Rats are smart little critters. They can use tools, recognize emotion in their buddies’ faces and, famously, navigate mazes. Now, a study published in Behavioral Brain Research has highlighted yet another rat skill: driving tiny cars to retrieve tasty Froot Loops.

A team of researchers led by Kelly Lambert, a behavioral neuroscientist at the University of Richmond, spent weeks teaching rats to drive a hand-made “rodent operated vehicle." The sight of a rat zipping around in a little car is pretty neat to behold, but the scientists were more interested in what the experiment can tell us about the animals’ ability to learn complex tasks—and the resulting implications for the study of human neurological diseases and psychiatric illnesses.

Though previous research has shown that rats are capable of performing a variety of different tasks—like pressing bars and recognizing objects—these studies “capture a narrow window of animal cognition,” writes Alice Klein of New Scientist. So Lambert and her colleagues set about giving the rodents a more complex task.
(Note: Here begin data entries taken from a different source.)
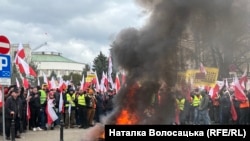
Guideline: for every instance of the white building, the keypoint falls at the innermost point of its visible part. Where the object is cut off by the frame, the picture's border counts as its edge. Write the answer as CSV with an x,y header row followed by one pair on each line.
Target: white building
x,y
48,60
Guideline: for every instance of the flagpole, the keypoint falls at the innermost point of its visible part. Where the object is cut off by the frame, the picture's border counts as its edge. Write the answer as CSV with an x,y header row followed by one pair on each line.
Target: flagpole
x,y
28,120
3,111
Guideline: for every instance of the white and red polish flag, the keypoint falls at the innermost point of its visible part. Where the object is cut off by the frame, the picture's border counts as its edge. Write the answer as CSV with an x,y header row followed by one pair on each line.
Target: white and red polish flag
x,y
53,83
82,83
97,86
17,83
28,114
25,68
38,81
243,80
61,105
123,77
25,82
20,53
104,81
1,95
62,85
213,92
238,90
202,69
51,113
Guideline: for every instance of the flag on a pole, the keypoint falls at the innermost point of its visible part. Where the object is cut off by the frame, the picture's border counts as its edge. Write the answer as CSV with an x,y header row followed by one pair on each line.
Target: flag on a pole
x,y
28,107
238,90
25,68
82,83
17,83
1,101
97,87
61,106
20,53
51,114
38,81
202,69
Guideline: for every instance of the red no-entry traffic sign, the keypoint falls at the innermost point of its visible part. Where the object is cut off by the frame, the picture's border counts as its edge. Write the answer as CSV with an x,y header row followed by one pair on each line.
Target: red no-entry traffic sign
x,y
4,45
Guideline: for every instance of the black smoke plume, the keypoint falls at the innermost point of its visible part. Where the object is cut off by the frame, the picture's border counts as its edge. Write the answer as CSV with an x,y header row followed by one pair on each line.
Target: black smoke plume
x,y
151,55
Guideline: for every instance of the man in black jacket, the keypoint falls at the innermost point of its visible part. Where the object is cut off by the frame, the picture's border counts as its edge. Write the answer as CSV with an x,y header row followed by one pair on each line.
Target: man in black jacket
x,y
13,111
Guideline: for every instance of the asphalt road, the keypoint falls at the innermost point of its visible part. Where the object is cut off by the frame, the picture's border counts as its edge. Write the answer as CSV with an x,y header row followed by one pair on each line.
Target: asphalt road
x,y
75,134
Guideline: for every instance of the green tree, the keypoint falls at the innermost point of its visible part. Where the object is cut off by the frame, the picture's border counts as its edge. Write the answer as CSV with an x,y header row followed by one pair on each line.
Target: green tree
x,y
100,64
85,70
75,78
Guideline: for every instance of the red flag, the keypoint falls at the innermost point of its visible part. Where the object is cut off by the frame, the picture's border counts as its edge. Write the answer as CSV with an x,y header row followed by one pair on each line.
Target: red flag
x,y
20,53
51,114
25,68
238,91
202,69
97,82
213,92
25,83
28,107
82,83
17,83
61,105
1,101
123,77
243,80
233,110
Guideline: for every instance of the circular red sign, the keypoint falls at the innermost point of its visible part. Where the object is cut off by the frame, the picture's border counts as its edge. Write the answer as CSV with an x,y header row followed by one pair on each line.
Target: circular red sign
x,y
4,45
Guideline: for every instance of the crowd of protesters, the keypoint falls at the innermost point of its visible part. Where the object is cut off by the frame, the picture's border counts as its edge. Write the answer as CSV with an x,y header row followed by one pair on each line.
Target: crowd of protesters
x,y
202,109
84,108
81,108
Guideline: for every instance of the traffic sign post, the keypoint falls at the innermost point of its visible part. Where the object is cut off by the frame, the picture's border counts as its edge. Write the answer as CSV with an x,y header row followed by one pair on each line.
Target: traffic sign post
x,y
4,45
5,71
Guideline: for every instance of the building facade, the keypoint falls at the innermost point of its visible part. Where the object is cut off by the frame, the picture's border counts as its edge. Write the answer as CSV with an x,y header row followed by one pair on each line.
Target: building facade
x,y
49,60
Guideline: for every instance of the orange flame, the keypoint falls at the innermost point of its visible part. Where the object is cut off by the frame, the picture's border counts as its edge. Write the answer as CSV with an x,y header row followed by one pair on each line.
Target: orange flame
x,y
126,118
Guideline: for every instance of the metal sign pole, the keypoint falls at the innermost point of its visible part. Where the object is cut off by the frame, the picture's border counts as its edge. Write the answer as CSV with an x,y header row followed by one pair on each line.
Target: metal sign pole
x,y
3,113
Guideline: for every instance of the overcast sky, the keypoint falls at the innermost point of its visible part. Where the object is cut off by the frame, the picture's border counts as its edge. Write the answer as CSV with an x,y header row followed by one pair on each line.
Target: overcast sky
x,y
79,29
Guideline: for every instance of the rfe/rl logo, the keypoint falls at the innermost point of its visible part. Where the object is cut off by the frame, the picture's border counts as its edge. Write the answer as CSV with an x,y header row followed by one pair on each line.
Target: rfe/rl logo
x,y
4,62
5,66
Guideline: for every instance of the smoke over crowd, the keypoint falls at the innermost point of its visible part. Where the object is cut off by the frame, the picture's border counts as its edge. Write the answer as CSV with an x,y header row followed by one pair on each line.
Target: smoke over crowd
x,y
151,55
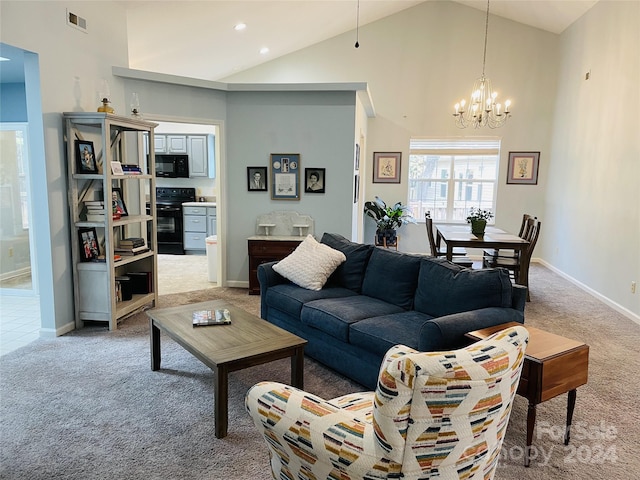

They made a “car” out of a clear plastic food container attached to an aluminum plate, fitted with a set of wheels. Three copper bars on the aluminum plate let the rats “steer” the car; when they placed their paws on the bars, the rodents completed an electrical circuit that propelled the ROV, either to the left, right, or straight ahead. Releasing the bar would stop the car’s movement.

Scientists successfully train rats to drive tiny cars | AFP

Next, the researchers tested their contraption on two groups of rats. One had been reared in standard lab conditions, the other in an “enriched environment” with plenty of toys, ladders and wood chips for mental stimulation, according to CNN’s Scottie Andrew. The idea was to provide some of the rodent subjects with a home that more closely resembles their natural habitat. As the study authors explain, “Environmental enrichment has been shown to affect rat learning performance in spatial tasks, as well as enhance hippocampal complexity and emotional resilience.”

During the training process, the researchers would dangle Froot Loops in front of the rats, dispensing the snacks if the furry drivers steered the car to the right spot. The distances that the rats had to drive increased as the training progressed.

As the researchers suspected, rats raised in an enriched environment “demonstrated more robust learning in driving performance,” and their interest in the car persisted even in the absence of food rewards, suggesting that the “enriched animals may have developed a more engaged reward system throughout training.” But the fact that the rodents could complete the task at all is impressive, and significant. Rats are known to be skilled navigators—one study, for instance, found that the animals are able to intermittently drive a car on a circular track—but the new study shows that they can control a vehicle in complex ways, steering a car in different directions in pursuit of a tasty snack.

What’s more, driving seemed to relax the rats. The researchers analyzed the animals’ feces to measure corticosterone, a stress hormone, and dehydroepiandrosterone, which is secreted in response to stress and, in humans, has been shown to improve moods. In all of the animals involved in the experiment, the ratio of dehydroepiandrosterone to corticosterone increased with training. This in turn may suggest that, much like humans, rats derive satisfaction from honing a new skill. “In humans, we call this self-efficacy or agency,” Lambert tells Klein.

Learning more about the types of activities that bolster “self-efficacy” is important for the study of psychiatric conditions. As Lambert explains in an interview with CNN’s Andrew, “Anything that reduces stress can build resilience against the onset of mental illness.”

The new research also indicates that complex tests can and perhaps should be deployed when using rats as a model for studying various illnesses. Rodent driving tests, for instance, could shed insight into the ways that Parkison’s disease impacts motor and spatial skills, Lambert tells Klein.

“I do believe that rats are smarter than most people perceive them to be,” she adds, “and that most animals are smarter in unique ways than we think.”